Tokenization is the critical first step in natural language processing where text is broken down into smaller units called tokens.
These tokens can be characters, words, or sub-words,
and they form the basic building blocks that Large Language Models (LLMs) use to understand and generate language.
A tokenizer serves two essential functions:
- Converting raw text into a sequence of tokens, then into numerical token IDs.
- Converting token IDs back into tokens and assembled text.
The vocabulary of a tokenizer is a comprehensive mapping between tokens and their unique numeric IDs. For example:
- Tokens: "large", "language", "model", ...
- Token IDs: 00001, 00002, 00003, ...
When a tokenizer encounters a word not in its vocabulary, it employs subword tokenization strategies.
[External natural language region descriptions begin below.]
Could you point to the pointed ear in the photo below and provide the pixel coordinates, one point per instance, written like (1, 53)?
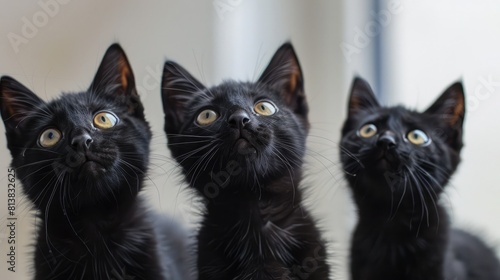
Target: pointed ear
(450, 106)
(115, 79)
(17, 103)
(284, 74)
(361, 97)
(178, 89)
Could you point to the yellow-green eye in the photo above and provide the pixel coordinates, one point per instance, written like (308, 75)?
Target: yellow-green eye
(49, 137)
(264, 108)
(418, 137)
(207, 117)
(105, 120)
(367, 130)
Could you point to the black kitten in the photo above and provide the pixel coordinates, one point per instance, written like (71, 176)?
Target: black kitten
(82, 160)
(241, 145)
(397, 162)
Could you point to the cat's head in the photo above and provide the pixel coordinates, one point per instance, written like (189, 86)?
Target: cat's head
(237, 132)
(79, 148)
(397, 149)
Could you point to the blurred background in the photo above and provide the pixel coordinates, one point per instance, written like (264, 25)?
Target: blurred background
(409, 51)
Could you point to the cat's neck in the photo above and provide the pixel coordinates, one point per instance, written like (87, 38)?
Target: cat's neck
(63, 218)
(397, 206)
(264, 202)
This approach enables LLMs to handle unlimited vocabulary by combining subword units.
For example:
- "tokenizers" → ["token", "izers"]
- "transformers" → ["transform", "ers"]
Tokenization Challenges:
- Capitalization: "Hello" vs "hello" (may be treated as different tokens).
- Numbers: Efficient representation of numerical values.
- Multiple languages: Support for cross-lingual text.
- Emojis and Unicode: Proper handling of non-ASCII characters.
- Whitespace: Significant in many tokenization schemes.
- Programming code: Special handling for code syntax.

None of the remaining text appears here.